RFC: Specialise summator_incompr for two- and three-dimensional problems

Recognising that the inner-most loops often often work on short two- or three-dimensional vectors, specialising the algorithm and more importantly the memory layout for those cases seems to be beneficial, most likely by improving cache locality (by removing the large stride from the input arrays) and by enabling auto-vectorization (due to the statically known alignment and loop bounds).

For a baseline x86-64 build (so up to SSE2), this yields:

Benchmarking field summate incompr: Warming up for 3.0000 s
Warning: Unable to complete 10 samples in 5.0s. You may wish to increase target time to 7.1s.
field summate incompr   time:   [705.88 ms 709.73 ms 716.60 ms]                                
                        change: [-29.646% -28.890% -27.982%] (p = 0.00 < 0.05)
                        Performance has improved.

where as using -Ctarget-cpu=native on my Zen+ machine (so up to AVX2) yields

Benchmarking field summate incompr: Warming up for 3.0000 s
Warning: Unable to complete 10 samples in 5.0s. You may wish to increase target time to 7.4s.
field summate incompr   time:   [740.73 ms 741.09 ms 741.44 ms]                                
                        change: [-28.009% -27.920% -27.852%] (p = 0.00 < 0.05)
                        Performance has improved.

showing one unfortunate issue with auto-vectorization: Enabling the wider vector registers makes the compiler work harder to actually fill them which often is not recuperated by the speed-ups of the operations themselves.

What I find interesting to note is that even the additional cost of allocating separate long vectors to hold the samples and positions as well to provide the result as an array is offset by the improvements in processing speed.

Finally, I also tried using the short vector types from various math- and game-oriented crates like vek, glam and nalgebra which however did not yield any improvements over the bespoke ShortVec<N> type added here as their manual vectorization efforts are often limited to the f32-based types more relevant to computer graphics. Hence I chose to avoid the additional dependency and made use of having full control over the API of `ShortVec´.

Does it make sense to create the fn inner and fn inner_short_vec via a macro? It seems like an obvious candidate, but for the time being, I cannot tell, if things get much messier with a macro in this case.

I am not sure I understand: Their bodies are different so I am not sure which repetitive part of the code a macro could reduce? Do you mean the function signatures? If so, I would suggest avoiding that as function signatures are the most important kind of contract in Rust programs. For example, they are not influenced by type interference so that all type checking is function-local.

If this technique is applied on a larger scale, it might make more sense to reign in the boiler plate. But for this PR here, I think explicitness is better, c.f. https://users.rust-lang.org/t/rust-koans/2408/4

I know of the crate smallvec. Did you compare that one too against your own implementation?

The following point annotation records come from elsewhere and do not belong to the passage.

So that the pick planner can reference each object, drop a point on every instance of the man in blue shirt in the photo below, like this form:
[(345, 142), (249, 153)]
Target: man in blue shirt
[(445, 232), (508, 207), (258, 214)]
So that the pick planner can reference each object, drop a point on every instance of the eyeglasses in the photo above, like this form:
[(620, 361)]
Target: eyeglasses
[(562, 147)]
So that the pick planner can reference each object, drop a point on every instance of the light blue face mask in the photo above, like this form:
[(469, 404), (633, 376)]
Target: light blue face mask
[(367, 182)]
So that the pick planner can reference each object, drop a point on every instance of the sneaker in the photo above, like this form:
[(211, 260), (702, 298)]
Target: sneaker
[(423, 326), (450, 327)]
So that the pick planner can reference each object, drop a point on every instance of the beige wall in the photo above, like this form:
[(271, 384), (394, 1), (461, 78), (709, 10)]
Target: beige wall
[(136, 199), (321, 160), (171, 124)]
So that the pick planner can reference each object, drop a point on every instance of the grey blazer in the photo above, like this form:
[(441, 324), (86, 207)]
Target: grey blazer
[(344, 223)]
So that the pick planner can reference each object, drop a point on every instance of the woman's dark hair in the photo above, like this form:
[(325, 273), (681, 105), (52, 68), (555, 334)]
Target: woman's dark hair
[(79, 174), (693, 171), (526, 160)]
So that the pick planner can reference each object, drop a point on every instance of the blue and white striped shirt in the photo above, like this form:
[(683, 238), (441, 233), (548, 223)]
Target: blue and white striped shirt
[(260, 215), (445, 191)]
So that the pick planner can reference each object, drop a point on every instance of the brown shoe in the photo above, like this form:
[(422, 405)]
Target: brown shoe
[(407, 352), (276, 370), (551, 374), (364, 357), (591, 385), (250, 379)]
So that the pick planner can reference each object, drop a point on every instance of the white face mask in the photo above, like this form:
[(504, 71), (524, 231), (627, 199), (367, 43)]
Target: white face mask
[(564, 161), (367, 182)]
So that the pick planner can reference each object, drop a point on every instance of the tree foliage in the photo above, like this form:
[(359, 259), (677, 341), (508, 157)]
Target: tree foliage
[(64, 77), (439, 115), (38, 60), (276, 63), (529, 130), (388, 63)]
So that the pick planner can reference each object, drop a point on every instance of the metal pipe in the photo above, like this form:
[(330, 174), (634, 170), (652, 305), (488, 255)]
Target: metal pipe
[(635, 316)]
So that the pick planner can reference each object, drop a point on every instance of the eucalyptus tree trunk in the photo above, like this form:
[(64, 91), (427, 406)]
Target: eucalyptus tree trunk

I would say that this is something different, the smallvec crate provides an alternative to Vec that uses the so-called small buffer optimization, i.e. up to some compile-time constant, items are allocated inline and only when the capacity grows beyond that the data structure spills to the heap.

So the "vec" in "smallvec" has the meaning of multiple elements layed out contiguously in memory whereas the "vec" in the ShortVec here is that from vector space, i.e. relating to the mathematical operations acting on those elements.

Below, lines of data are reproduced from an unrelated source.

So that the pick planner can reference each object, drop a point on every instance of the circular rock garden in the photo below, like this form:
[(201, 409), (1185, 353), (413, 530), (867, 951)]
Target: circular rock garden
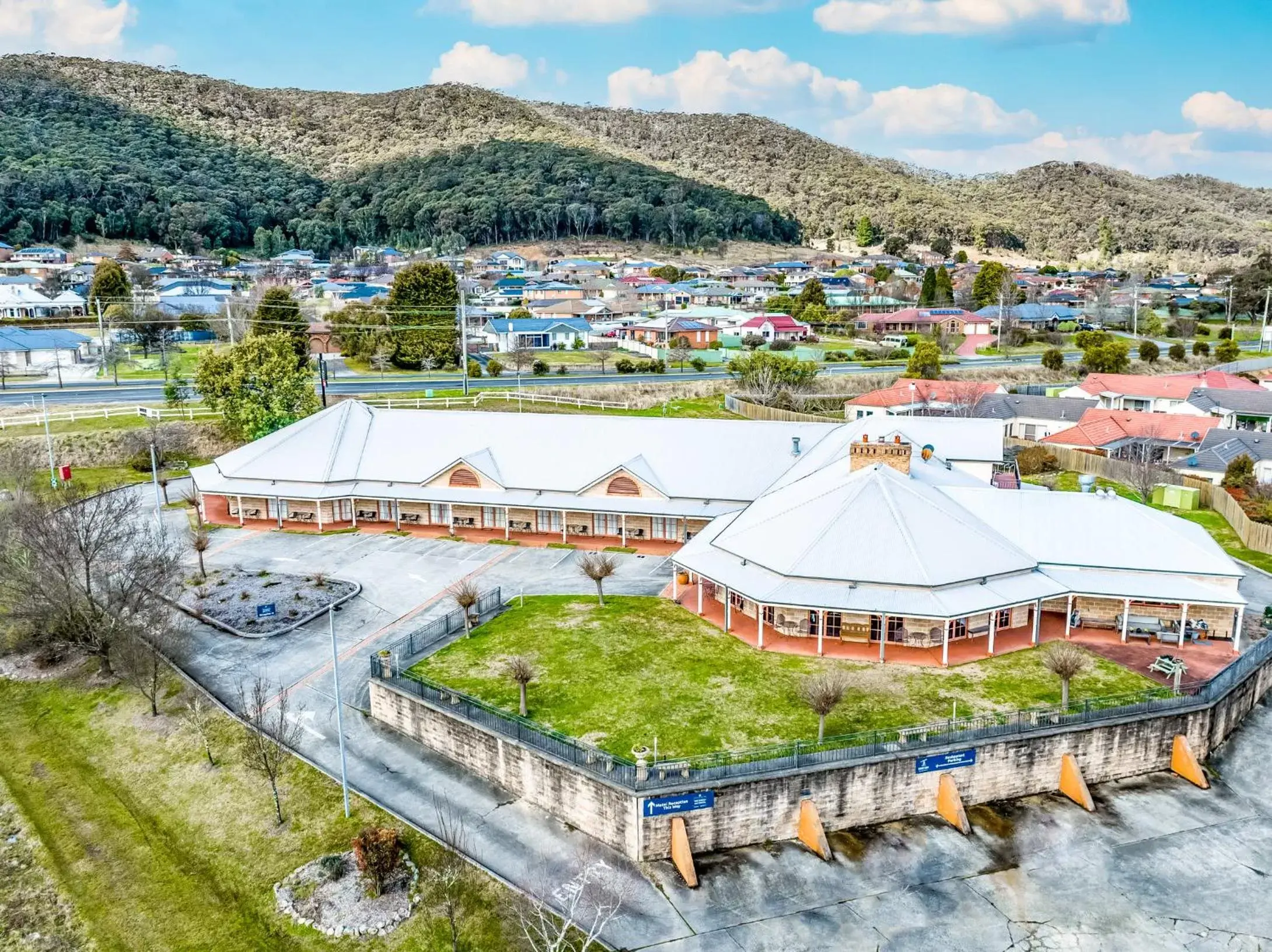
[(229, 599), (333, 897)]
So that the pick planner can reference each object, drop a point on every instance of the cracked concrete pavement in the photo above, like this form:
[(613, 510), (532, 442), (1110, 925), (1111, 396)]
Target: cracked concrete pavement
[(1159, 866)]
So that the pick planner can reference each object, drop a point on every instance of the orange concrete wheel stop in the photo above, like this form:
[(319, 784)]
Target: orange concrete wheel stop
[(681, 853), (1072, 785), (810, 832), (1184, 764), (949, 805)]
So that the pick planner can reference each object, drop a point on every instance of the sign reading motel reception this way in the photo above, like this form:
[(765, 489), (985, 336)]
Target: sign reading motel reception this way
[(680, 804), (944, 762)]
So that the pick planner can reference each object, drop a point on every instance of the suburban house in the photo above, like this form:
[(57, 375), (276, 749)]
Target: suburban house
[(776, 327), (910, 398), (956, 570), (661, 331), (1027, 417), (1238, 410), (922, 321), (22, 350), (1221, 446), (1120, 434), (540, 333), (1154, 394)]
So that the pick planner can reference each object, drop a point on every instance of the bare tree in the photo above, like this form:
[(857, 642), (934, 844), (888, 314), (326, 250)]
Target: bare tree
[(522, 670), (1145, 467), (199, 716), (272, 730), (1066, 662), (598, 566), (466, 594), (199, 542), (571, 915), (449, 875), (823, 693)]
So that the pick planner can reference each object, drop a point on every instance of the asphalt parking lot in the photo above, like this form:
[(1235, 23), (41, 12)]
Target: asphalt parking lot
[(1159, 866)]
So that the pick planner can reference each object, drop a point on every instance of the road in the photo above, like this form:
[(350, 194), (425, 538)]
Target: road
[(152, 392)]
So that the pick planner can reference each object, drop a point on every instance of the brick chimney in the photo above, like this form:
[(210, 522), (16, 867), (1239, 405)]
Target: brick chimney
[(894, 454)]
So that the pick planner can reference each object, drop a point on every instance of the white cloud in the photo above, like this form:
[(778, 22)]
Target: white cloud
[(480, 66), (747, 80), (64, 26), (963, 17), (943, 110), (518, 13), (1220, 111)]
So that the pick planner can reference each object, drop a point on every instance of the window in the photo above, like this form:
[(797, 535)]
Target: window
[(623, 486)]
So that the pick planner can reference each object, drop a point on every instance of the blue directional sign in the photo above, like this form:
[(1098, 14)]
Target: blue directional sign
[(945, 762), (679, 804)]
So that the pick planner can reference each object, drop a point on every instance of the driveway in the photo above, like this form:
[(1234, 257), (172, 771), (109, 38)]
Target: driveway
[(1159, 866)]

Using SmallVec as a backing store for ShortVec would not really help as the dimension is statically know but SmallVec is about degrading gracefully when the capacity surpasses the compile-time expectation. Using SmallVec to generally store the vectors in the pos and cov_samples arrays would almost surely not be an improvement when they have to spill because cache locality would be even worse compared to strided matrix access.

Is there a reason you prefer .dim().0 over .shape()[0]?

Only stylistic ones insofar as in matrix meddling code, I prefer the indexing to refer to indexing into matrices and therefore like that using tuples to access the individual dimensions within a multi-index separates that action visually. Also tuples won't decay to slices like arrays do and used to be easier to pattern match. Finally, in the one dimensional case, the tuple indexing is completely unnecessary.

Apart from that, yeah, another ~25% speed up!!

Indeed, but I have to say that the "RFC" moniker is sincere, i.e. I am not sure the speed up is worth the additional maintenance cost as there are now not one but two implementations of the summator_incompr function.

Does it make sense to create the fn inner and fn inner_short_vec via a macro? It seems like an obvious candidate, but for the time being, I cannot tell, if things get much messier with a macro in this case.

I am not sure I understand: Their bodies are different so I am not sure which repetitive part of the code a macro could reduce? Do you mean the function signatures? If so, I would suggest avoiding that as function signatures are the most important kind of contract in Rust programs. For example, they are not influenced by type interference so that all type checking is function-local.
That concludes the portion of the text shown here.